The service is called Sealed Envelope because in the past, researchers used to randomly allocate participants to groups using actual physical sealed envelopes – a process that was vulnerable to subversion, where researchers steamed the envelopes open, or changed their order, and so on, to make sure that people went into the groups that the researchers thought they ought to be in, or thought they’d like to be in, and so on. This obviously made trials less than reliable, since their results didn’t prove the effectiveness (or not) of a given treatment – instead, all they demonstrated was whether the researchers believed that a given treatment was effective or not! The Torgersons’ book contains some horror stories about this kind of practice – some are hilarious, while others are truly shocking and resulted in actual participant deaths. If you’re interested in how trials are carried out, I recommend it.

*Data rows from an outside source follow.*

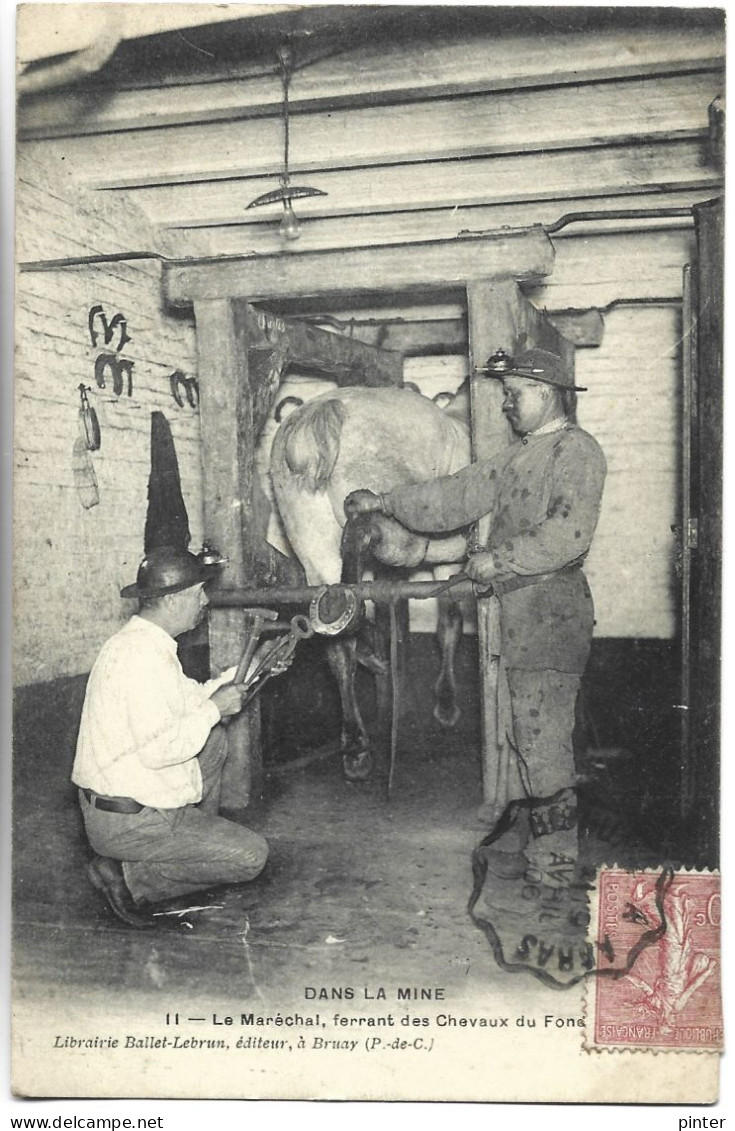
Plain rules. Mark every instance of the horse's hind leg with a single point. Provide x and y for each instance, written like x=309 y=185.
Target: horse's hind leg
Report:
x=449 y=633
x=355 y=744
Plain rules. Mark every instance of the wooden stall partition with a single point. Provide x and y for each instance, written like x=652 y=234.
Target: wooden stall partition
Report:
x=701 y=766
x=499 y=318
x=243 y=354
x=226 y=422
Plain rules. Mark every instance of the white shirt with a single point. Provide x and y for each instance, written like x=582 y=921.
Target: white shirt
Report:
x=550 y=425
x=144 y=722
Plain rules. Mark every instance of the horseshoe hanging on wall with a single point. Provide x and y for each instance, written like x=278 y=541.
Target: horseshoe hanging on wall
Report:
x=88 y=422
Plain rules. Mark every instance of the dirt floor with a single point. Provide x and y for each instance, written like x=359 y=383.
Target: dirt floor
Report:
x=357 y=889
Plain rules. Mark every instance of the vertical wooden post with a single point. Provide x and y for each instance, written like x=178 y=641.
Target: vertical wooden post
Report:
x=499 y=318
x=227 y=447
x=489 y=330
x=707 y=540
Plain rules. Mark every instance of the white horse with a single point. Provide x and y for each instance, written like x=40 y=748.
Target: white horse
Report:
x=378 y=439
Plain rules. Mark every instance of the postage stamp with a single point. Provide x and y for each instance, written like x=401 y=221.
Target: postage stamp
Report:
x=658 y=967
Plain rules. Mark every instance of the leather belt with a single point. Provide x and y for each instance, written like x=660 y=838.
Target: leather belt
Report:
x=521 y=581
x=113 y=804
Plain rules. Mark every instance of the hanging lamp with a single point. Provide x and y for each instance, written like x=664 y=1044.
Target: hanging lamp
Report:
x=288 y=227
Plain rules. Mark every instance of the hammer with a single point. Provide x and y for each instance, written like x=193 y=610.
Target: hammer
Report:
x=259 y=618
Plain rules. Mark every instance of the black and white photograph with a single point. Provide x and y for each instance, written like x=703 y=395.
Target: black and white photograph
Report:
x=368 y=536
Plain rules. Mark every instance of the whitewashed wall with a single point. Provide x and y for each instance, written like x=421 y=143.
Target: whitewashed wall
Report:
x=70 y=561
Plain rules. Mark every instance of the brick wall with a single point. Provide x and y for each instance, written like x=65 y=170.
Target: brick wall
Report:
x=70 y=560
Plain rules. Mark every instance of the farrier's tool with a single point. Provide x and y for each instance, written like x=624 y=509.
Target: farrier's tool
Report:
x=283 y=648
x=259 y=618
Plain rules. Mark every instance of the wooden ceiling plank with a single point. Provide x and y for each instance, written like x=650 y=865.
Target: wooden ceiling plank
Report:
x=522 y=256
x=443 y=224
x=603 y=171
x=476 y=126
x=311 y=346
x=467 y=65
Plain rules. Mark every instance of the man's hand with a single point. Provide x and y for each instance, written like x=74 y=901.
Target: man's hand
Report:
x=481 y=568
x=228 y=699
x=264 y=652
x=362 y=502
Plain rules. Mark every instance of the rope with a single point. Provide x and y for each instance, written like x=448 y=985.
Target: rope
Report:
x=395 y=681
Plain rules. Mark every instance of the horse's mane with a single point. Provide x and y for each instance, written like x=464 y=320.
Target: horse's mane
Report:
x=311 y=442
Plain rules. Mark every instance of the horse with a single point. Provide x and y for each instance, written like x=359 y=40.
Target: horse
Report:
x=374 y=438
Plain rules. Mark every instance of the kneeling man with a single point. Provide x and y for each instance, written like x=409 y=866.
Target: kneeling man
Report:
x=150 y=753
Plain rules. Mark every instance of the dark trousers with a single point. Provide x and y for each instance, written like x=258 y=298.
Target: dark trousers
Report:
x=171 y=852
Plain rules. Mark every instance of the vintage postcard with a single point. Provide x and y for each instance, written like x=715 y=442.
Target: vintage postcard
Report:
x=368 y=536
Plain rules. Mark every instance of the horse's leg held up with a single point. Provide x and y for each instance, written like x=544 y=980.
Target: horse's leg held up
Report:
x=449 y=633
x=355 y=744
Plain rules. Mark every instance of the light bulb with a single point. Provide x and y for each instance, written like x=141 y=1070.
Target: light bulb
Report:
x=290 y=227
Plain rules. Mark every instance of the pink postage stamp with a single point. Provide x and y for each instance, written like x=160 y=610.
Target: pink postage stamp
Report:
x=657 y=984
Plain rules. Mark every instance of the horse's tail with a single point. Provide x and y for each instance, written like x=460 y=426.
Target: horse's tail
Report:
x=311 y=442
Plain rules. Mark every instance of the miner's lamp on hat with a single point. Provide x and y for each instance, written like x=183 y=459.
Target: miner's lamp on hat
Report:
x=541 y=365
x=166 y=569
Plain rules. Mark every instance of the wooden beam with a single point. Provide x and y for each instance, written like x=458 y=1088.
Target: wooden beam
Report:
x=597 y=171
x=449 y=67
x=442 y=223
x=476 y=126
x=308 y=346
x=584 y=328
x=437 y=337
x=522 y=256
x=227 y=447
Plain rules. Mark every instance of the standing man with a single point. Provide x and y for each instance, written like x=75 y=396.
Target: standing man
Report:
x=543 y=495
x=150 y=753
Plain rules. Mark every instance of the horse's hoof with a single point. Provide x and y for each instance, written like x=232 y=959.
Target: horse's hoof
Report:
x=447 y=718
x=357 y=767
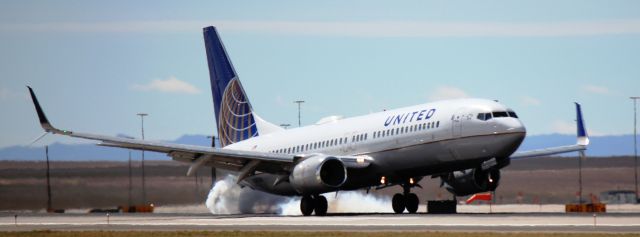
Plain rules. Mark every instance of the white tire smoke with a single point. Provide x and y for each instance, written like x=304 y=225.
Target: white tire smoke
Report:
x=226 y=197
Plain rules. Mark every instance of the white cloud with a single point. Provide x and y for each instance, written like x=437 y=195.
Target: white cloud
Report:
x=601 y=90
x=447 y=92
x=351 y=28
x=170 y=85
x=530 y=101
x=570 y=127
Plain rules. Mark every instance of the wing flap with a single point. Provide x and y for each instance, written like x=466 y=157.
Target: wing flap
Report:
x=179 y=152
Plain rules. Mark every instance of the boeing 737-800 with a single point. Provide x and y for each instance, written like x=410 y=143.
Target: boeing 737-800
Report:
x=464 y=142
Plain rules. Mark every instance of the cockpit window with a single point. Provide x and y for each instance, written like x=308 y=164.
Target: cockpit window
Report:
x=499 y=114
x=484 y=116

Back to Santé-AF! After each person was randomised, we let them know by email and letter what group they were in. Once they’d received this notification, we asked them (by automatic poll on their mobile phone) how happy they were to be in their group (scale of 1-10, higher numbers = happier). Twenty-eight people responded to the poll (one person had dropped out after being randomised, and one person didn’t respond to the poll).
What did the poll data tell us?
The poll data was interesting. As you can see in the diagram, most people were happy with their group, but there were a few people who weren’t pleased. By asking questions in their study assessments, we found out the two main reasons for unhappiness with their group allocation: first, because they’d wanted to have some therapy (and they didn’t mind which therapy); or second, because they’d wanted to be in another group (usually they were in the NT group and wanted to be in the Acupuncture group).

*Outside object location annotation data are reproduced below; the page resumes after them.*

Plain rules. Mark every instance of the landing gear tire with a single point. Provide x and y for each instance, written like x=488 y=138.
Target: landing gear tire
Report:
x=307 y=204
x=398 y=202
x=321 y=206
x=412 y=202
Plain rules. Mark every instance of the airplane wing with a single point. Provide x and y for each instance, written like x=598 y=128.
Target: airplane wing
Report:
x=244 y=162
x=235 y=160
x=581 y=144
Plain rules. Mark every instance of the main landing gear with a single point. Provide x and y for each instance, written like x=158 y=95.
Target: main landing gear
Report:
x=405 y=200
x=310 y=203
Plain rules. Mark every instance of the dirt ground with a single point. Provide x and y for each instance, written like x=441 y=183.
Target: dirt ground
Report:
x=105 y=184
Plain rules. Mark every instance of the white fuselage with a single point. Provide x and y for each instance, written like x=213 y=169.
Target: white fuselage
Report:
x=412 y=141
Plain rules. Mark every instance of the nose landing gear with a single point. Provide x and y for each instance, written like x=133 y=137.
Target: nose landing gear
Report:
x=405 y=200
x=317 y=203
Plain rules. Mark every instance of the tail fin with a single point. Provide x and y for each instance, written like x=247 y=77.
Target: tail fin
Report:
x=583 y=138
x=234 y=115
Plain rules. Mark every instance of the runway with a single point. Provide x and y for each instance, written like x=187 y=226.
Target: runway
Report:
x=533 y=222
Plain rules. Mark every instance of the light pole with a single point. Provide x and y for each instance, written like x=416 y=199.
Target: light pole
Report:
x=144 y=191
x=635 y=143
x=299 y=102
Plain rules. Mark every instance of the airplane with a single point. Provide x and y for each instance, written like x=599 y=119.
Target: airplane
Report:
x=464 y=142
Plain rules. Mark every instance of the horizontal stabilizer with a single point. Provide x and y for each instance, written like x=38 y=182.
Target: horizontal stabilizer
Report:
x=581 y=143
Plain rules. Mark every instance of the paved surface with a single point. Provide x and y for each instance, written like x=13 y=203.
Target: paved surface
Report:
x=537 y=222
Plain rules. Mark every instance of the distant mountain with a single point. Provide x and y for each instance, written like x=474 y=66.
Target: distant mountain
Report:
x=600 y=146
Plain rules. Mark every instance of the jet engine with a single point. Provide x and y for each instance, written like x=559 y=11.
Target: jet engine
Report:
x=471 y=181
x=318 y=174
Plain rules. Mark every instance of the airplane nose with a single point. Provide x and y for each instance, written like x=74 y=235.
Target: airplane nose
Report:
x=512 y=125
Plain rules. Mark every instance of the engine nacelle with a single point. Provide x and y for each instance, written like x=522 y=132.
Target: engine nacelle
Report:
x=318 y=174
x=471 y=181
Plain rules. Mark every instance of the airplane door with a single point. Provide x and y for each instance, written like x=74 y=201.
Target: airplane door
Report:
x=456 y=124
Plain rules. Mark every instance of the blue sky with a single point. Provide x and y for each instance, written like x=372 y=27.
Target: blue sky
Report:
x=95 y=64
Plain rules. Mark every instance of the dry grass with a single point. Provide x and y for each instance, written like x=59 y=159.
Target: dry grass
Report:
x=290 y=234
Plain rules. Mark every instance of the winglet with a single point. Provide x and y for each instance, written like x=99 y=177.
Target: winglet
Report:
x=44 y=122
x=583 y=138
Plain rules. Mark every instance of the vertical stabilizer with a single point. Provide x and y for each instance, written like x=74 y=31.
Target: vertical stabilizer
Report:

We collected this data firstly to find out if it was feasible to collect it (which sounds a bit circular, but that’s what a feasibility study does) and secondly to help us decide whether to allow people to choose their group in a future trial. Allowing participants to choose their treatment is a contentious issue in trials because it negates a lot of the benefit of randomisation – but if a lot of people were unhappy about their group it could be worth thinking about a so-called “preference” trial to ensure that they would continue and complete the course of treatment in a future trial. Actually, what the poll showed was that most people were happy to be in their group.